I’ve had a lot of arguments with wingers over the years, and while I’ll admit some are brownshirts and/or racists, I’ve also spoken to a lot of people who seemed nice and well-meaning and reasonably informed but who I just didn’t agree with. Maybe they’re right about some things, maybe in 200 years everyone will agree that a flat tax was the way to go. Stranger things have happened. I wouldn’t bet my life against it.
Aside from underestimating the attachment of Americans to the two major parties, and the structural barriers to successful third parties that exist throughout our political system, the most common problem with third-party fantasies is that they stipulate some sort of common ground for widely disparate people with various grievances against the major parties. Most recently and notoriously, this has led many writers to imagine a third-party coalition focused on a deficit hawkish agenda of tax increases and entitlement “reforms” that is even more unpopular than the existing parties. And for reasons that elude me, a lot of folks impressed with the GOP’s unpopularity don’t seem to notice that about half of rank-and-file Republicans consistently think the party’s not conservative enough, a view that isn’t exactly consistent with some “centrist” third party drawing from both parties.
Indeed, I can’t get through the high-brow stuff about how third parties can’t exist in a “first past the post” system (mostly because the phrase “first past the post” annoys me so much), but I just don’t see how anyone other than Ron Fournier is going to get a real hard-on for eat-your-vegetables proposals.
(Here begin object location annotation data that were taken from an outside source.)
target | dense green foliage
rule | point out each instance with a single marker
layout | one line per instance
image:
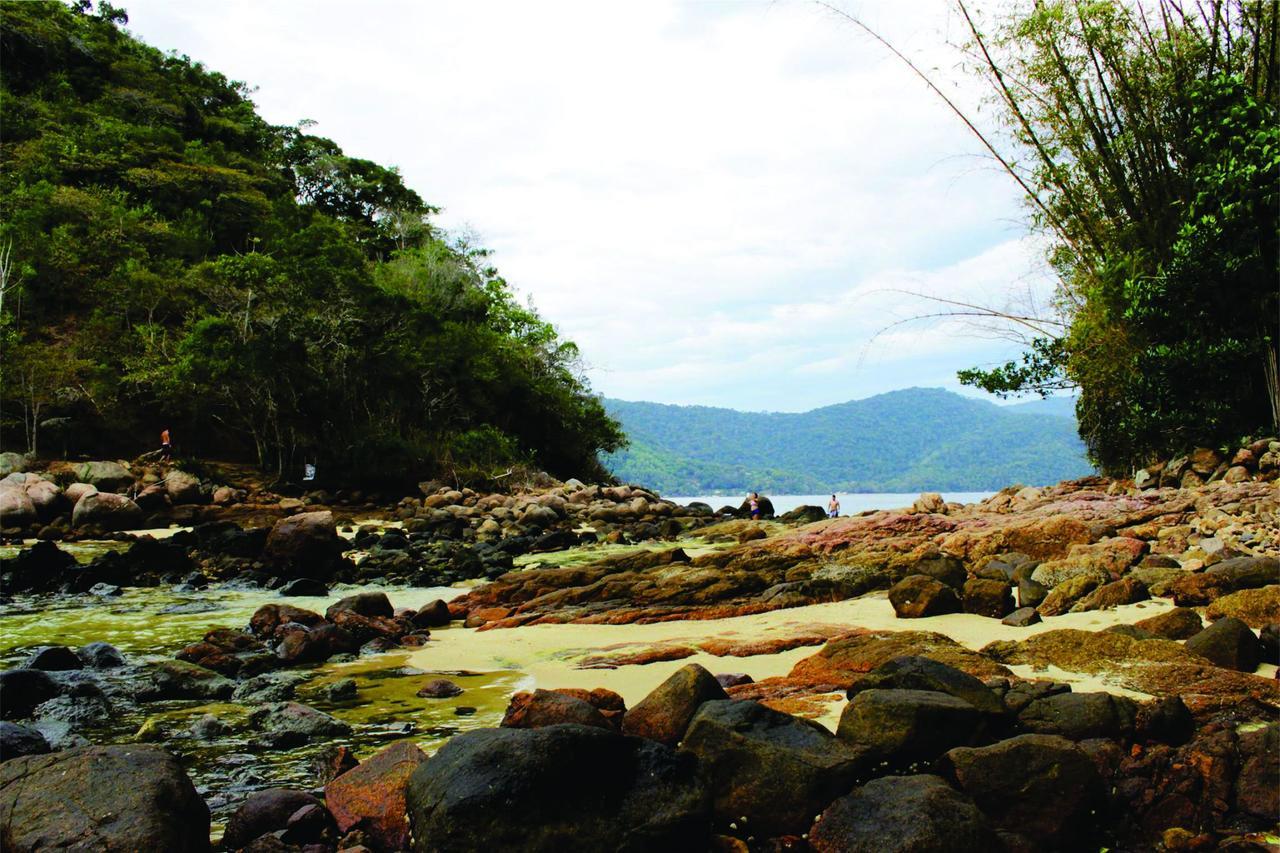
(1151, 153)
(172, 260)
(897, 442)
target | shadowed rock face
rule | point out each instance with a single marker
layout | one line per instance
(771, 769)
(903, 815)
(558, 788)
(58, 802)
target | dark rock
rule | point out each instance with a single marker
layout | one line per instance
(554, 789)
(182, 680)
(771, 769)
(987, 597)
(368, 603)
(60, 801)
(289, 724)
(1023, 693)
(1269, 643)
(305, 544)
(915, 673)
(1129, 630)
(664, 714)
(22, 689)
(1228, 643)
(1022, 617)
(551, 707)
(266, 688)
(17, 740)
(1031, 593)
(305, 587)
(371, 796)
(268, 617)
(1166, 721)
(1244, 573)
(341, 690)
(439, 689)
(1080, 715)
(906, 728)
(433, 615)
(944, 569)
(903, 815)
(41, 566)
(1041, 787)
(918, 596)
(265, 811)
(54, 658)
(1256, 789)
(332, 762)
(206, 726)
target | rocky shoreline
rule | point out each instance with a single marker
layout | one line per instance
(938, 744)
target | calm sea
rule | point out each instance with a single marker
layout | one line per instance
(849, 503)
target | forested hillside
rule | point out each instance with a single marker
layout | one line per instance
(169, 259)
(910, 439)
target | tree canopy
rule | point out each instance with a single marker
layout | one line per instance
(1147, 138)
(170, 259)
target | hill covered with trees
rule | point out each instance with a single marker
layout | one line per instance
(170, 259)
(904, 441)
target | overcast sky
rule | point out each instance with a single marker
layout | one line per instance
(716, 200)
And even if they did — as Kilgore points out — how would you get all these narcissists to agree on exactly what counterintuitive/”tough minded” wanker policies they supported?
The not-so-sad truth is that no one loves a triangutard. That’s part of the reason libertarianism is so unsuccessful. “Freedom fuck yeah” might be a winner but no one outside Brookings and the Atlantic is interested in hearing why Megan McArdle does support national health care even though she wrote a piece called “Why I Am Against National Health Care”.
Not many people want to think that hard, and those that do usually have the sense to think hard about something less inherently nonsensical.
I’m disheartened to read that Ron Brownstein and James Fallows have been on the third-party bandwagon, but all in all the list of idiots here will amuse you.